You realise that Marxists accept their failure and grudgingly accept patient work of RSS when he states, “Today, the reason RSS (and its affiliates) is on the ascendant is because of its long and patient work in constructing a national identity in its image. …. Forces of those who could oppose its spread are in disarray… All these assiduous creators of pseudo-Indian culture are interested in, for the most part, is the furthering of their own political power.”
A very incisive observation he makes, quoting renowned Chandralekha, is interesting, but for its conclusion, “It would seem that Indian women will eventually regain the idea of Sakambhari–the idea of free, autonomous woman….who are swadheenvallabha – free and subservient to none–as a permanent strategy of speaking back to Hindutva in a deeper conceptual language that it is scared of.” He slips up because Hindu organisations have empowered more women and brought them into national mainstream in politics and social activities than total membership of Communist parties. No Hindu organisation is scared of empowering women.
Talking about the allegations of intolerance, I won’t repeat myself but their treatment of people with alternative viewpoints is well known. Killing fields of Kannur in Kerala and Bengal, leaving aside their brothers-in-arms Naxals is known to all. He would be well advised to analyse these acts of violence and find the perpetrators. Data available tell us that biggest threat of violence to Indian democracy is Naxal movement followed by Islamic violence.
Marxist hate and contempt for aspirational middle class (once their mainstay for recruitment to the cause) is apparent, “social base in India at the moment, particularly of the rapidly expanding middle class, is demonstrably reactionary base.” So, middle class has become ‘reactionary’! It is similar to the shocked liberals calling all British who voted for Brexit reactionaries and ill-informed boors.
He does admit that right from the outset, the public sphere in the Indian nation state has been a stillborn baby. But, he doesn’t take the blame though the left controlled this space with Nehruvian romantics. He comes to the conclusion that, “We now come full circle to where we started. The journey from the initial attempts to construct a national culture which was not sufficiently contested with respect to its Hindutva flavour, has progressively delivered us into the courtyard of cultural nationalism.”
It took seven decades to understand, as he accepts that, “The ideology of cultural nationalism does not depend upon state power for its sustenance.” But, makes a false premise, “On the contrary, its influence arises from its ability to manipulate power through displacement of parliamentary processes with wilful harangue, intimidation and systematic violence”; though Marxists know fully well that this sentence fits their Naxal brethren more than on Hindutva proponents.

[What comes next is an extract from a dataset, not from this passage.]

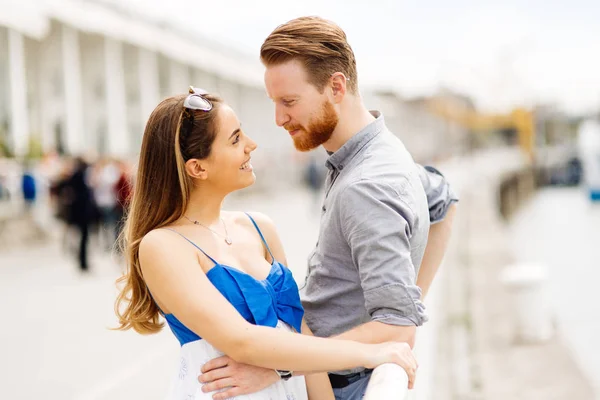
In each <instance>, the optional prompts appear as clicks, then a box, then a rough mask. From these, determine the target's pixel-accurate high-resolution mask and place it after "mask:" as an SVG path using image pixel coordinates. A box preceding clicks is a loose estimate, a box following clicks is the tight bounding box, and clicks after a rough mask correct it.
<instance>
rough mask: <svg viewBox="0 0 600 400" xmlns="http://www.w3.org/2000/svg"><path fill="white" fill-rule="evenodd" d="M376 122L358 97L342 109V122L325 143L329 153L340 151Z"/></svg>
mask: <svg viewBox="0 0 600 400" xmlns="http://www.w3.org/2000/svg"><path fill="white" fill-rule="evenodd" d="M373 121H375V117H373V115H372V114H371V113H370V112H369V110H367V108H366V107H365V106H364V105H363V103H362V101H361V99H360V98H359V97H357V98H356V99H355V101H353V102H351V103H349V104H346V105H345V106H343V107H342V110H341V115H340V120H339V122H338V125H337V127H336V128H335V130H334V131H333V134H332V135H331V138H330V139H329V140H328V141H327V142H325V143H323V147H324V148H325V150H327V151H328V152H329V153H335V152H336V151H338V150H339V149H340V148H341V147H342V146H343V145H344V144H346V142H347V141H348V140H350V139H351V138H352V137H353V136H354V135H356V134H357V133H358V132H360V131H361V130H363V129H364V128H365V127H366V126H367V125H369V124H370V123H372V122H373Z"/></svg>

Sadanand ends his diatribe stating, without any evidence supporting this thesis, “Nationalism then is the trope that legitimizes its unrepentant aggression on every instrument of democracy. Nationalism will then also have to be a platform on which all such cynical battles are creatively resisted and unpacked.” We are confident that once Leftists choose platform of nationalism to fight this alleged virus, they too will be affected positively to identify themselves with Indian ethos and turn a new leaf for the good of this nation.